Struggling
I am struggling.
From the outside, I doubt it’s very noticeable. I have two beautiful kids whom I love endlessly, an amazing and supportive partner with whom I run a small business that affords us two acres in the country, pays the bills, and keeps food on the table. I don’t experience any major oppression. Despite being queer, I’m in a straight passing relationship. I’m white. We have generational wealth.
And yet, I’m still struggling.
Even without the very real struggles faced by people in poverty, BIPOC people who have to battle for their freedoms, even those who have a 9-5 selling their bodies and labour for less than they’re worth… even without these oppressive forces, I struggle.
Today I met a new friend, one that I had connected with online but hadn’t had the chance to meet in person. She recognized me in line getting lemonade at the farmer’s market and introduced herself. We chatted while in line, she mentioned that she was enrolling her oldest in school in September because she couldn’t manage her fulltime business and fulltime childcare of her two kids. Online, I had been in awe of her business she had built, supporting local artists at her gallery. But when I saw the strain on her face admitting homeschool defeat, I could tell she was also struggling.
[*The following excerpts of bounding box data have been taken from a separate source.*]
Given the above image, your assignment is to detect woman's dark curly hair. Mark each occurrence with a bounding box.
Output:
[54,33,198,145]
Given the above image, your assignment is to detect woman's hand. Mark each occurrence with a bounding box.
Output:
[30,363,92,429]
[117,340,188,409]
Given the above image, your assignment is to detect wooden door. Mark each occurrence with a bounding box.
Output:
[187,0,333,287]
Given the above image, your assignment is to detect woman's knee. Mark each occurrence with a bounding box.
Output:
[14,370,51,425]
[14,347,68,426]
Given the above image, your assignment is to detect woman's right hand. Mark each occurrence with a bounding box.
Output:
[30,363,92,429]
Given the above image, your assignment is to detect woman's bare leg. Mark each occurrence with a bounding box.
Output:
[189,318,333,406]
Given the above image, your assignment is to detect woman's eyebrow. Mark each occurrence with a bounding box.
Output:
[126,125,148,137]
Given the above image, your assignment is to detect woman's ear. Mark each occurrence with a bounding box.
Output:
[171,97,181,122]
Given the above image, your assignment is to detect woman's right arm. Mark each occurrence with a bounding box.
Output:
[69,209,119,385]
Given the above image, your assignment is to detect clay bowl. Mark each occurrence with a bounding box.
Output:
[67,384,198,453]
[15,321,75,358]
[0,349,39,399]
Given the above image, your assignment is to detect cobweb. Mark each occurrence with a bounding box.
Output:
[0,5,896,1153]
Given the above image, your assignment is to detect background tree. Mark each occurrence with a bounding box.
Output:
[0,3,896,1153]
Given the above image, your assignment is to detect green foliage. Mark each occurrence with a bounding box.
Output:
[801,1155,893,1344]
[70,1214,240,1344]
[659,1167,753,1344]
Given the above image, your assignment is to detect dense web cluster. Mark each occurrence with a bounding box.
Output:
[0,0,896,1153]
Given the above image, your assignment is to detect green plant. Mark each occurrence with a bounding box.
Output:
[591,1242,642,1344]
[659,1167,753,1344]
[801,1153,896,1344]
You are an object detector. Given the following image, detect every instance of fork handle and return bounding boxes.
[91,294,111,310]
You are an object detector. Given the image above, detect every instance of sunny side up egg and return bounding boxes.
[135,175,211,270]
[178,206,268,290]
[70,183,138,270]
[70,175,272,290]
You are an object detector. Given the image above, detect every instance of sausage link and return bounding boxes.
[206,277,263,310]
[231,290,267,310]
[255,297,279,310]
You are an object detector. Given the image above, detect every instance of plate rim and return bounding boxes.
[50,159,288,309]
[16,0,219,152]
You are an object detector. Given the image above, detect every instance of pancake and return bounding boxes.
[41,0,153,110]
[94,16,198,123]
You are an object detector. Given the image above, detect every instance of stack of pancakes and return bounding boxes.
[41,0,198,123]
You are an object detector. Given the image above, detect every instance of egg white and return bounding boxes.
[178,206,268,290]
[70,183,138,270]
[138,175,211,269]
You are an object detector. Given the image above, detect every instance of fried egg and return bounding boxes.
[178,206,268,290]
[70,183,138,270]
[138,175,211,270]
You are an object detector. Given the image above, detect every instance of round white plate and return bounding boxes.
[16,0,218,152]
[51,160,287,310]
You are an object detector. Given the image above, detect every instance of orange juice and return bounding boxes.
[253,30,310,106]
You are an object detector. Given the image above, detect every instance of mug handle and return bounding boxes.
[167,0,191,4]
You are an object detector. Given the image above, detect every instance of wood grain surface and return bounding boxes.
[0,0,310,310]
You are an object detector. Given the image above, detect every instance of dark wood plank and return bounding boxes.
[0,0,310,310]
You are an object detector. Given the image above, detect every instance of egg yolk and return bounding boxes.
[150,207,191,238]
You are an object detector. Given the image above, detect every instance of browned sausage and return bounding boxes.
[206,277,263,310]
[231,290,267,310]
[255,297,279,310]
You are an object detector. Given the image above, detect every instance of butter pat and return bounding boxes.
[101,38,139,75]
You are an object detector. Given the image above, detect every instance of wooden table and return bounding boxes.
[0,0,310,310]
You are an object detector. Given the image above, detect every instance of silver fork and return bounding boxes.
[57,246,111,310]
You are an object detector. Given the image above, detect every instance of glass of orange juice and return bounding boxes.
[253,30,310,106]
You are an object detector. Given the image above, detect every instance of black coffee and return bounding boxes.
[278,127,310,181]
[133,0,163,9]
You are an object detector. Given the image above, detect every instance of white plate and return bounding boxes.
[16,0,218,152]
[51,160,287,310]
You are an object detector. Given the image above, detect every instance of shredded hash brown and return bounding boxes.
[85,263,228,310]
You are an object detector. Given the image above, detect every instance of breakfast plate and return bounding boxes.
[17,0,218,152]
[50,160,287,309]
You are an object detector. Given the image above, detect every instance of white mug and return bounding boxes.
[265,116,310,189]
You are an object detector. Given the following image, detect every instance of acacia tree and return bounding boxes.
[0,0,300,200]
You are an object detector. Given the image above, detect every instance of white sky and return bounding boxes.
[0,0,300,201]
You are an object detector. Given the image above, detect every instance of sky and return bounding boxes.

In truth, I think we all are.
I keep repeating the mantra to myself on tough days: “This is not how we were meant to live. This is not how we were meant to live.” It’s a gentle reminder that I’m doing the best I can with what I’ve got. What I’ve got - what we’ve all got - is isolation, endless grinding, climate collapse looming, and intense political divisiveness keeping us all distracted and stuck in our isolation, even if we have managed to avoid poverty, racism, sexism, homophobia, ableism, and transphobia.
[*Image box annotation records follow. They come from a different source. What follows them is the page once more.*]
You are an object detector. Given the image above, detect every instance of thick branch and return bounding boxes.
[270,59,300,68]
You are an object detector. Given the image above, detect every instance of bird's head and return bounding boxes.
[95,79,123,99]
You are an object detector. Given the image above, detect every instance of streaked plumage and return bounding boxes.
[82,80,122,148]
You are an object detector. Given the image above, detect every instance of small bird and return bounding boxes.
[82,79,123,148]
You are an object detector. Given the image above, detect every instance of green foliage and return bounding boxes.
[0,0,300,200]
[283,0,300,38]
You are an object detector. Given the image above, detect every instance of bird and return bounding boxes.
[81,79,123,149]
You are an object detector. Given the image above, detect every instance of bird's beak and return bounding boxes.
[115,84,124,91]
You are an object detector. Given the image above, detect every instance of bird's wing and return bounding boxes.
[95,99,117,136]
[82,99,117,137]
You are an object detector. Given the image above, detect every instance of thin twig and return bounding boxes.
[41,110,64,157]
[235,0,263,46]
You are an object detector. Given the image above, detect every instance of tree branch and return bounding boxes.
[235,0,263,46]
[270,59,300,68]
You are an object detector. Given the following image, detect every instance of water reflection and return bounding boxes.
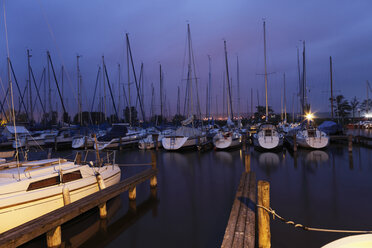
[305,150,329,163]
[258,152,280,166]
[215,151,233,164]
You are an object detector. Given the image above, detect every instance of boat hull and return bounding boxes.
[0,165,121,233]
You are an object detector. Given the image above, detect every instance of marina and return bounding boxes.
[0,0,372,248]
[0,138,372,247]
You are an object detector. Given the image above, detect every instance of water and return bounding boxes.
[21,144,372,248]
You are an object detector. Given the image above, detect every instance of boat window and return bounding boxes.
[27,176,60,191]
[265,129,271,136]
[62,170,83,183]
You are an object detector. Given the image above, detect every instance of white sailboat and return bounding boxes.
[0,10,121,233]
[253,21,283,150]
[162,24,207,151]
[0,159,121,233]
[288,41,329,149]
[213,41,242,150]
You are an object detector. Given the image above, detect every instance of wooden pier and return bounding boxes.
[0,163,158,248]
[221,172,256,248]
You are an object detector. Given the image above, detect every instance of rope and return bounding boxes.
[257,204,372,233]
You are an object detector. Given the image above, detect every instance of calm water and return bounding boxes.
[25,142,372,247]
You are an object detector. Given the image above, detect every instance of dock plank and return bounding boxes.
[221,173,247,248]
[221,172,256,248]
[0,168,157,248]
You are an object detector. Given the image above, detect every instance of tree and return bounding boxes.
[350,96,359,119]
[329,95,351,120]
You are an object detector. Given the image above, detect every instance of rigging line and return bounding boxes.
[3,0,21,180]
[36,0,79,108]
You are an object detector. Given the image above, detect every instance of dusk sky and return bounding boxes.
[0,0,372,119]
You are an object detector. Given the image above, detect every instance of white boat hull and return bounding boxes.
[0,165,121,233]
[161,136,207,151]
[213,133,241,150]
[296,130,329,149]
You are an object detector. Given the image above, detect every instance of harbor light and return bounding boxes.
[305,112,315,121]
I’m embarrassed that I’m struggling considering the endless hardships faced by the global majority. I’m actually ashamed of my privilege. It feels like a dirty secret that I don’t want others to know about. My shame and embarrassment adds to the struggle. We are not meant to live this way.
All this to say, you might feel like you are struggling too, regardless of your privilege or maybe even a little bit because of it. I don’t think we are alone. I think we’re all struggling, especially if you sit at the intersection of systemic oppression. But even if you don’t, don’t feel ashamed.
We are really not meant to live this way.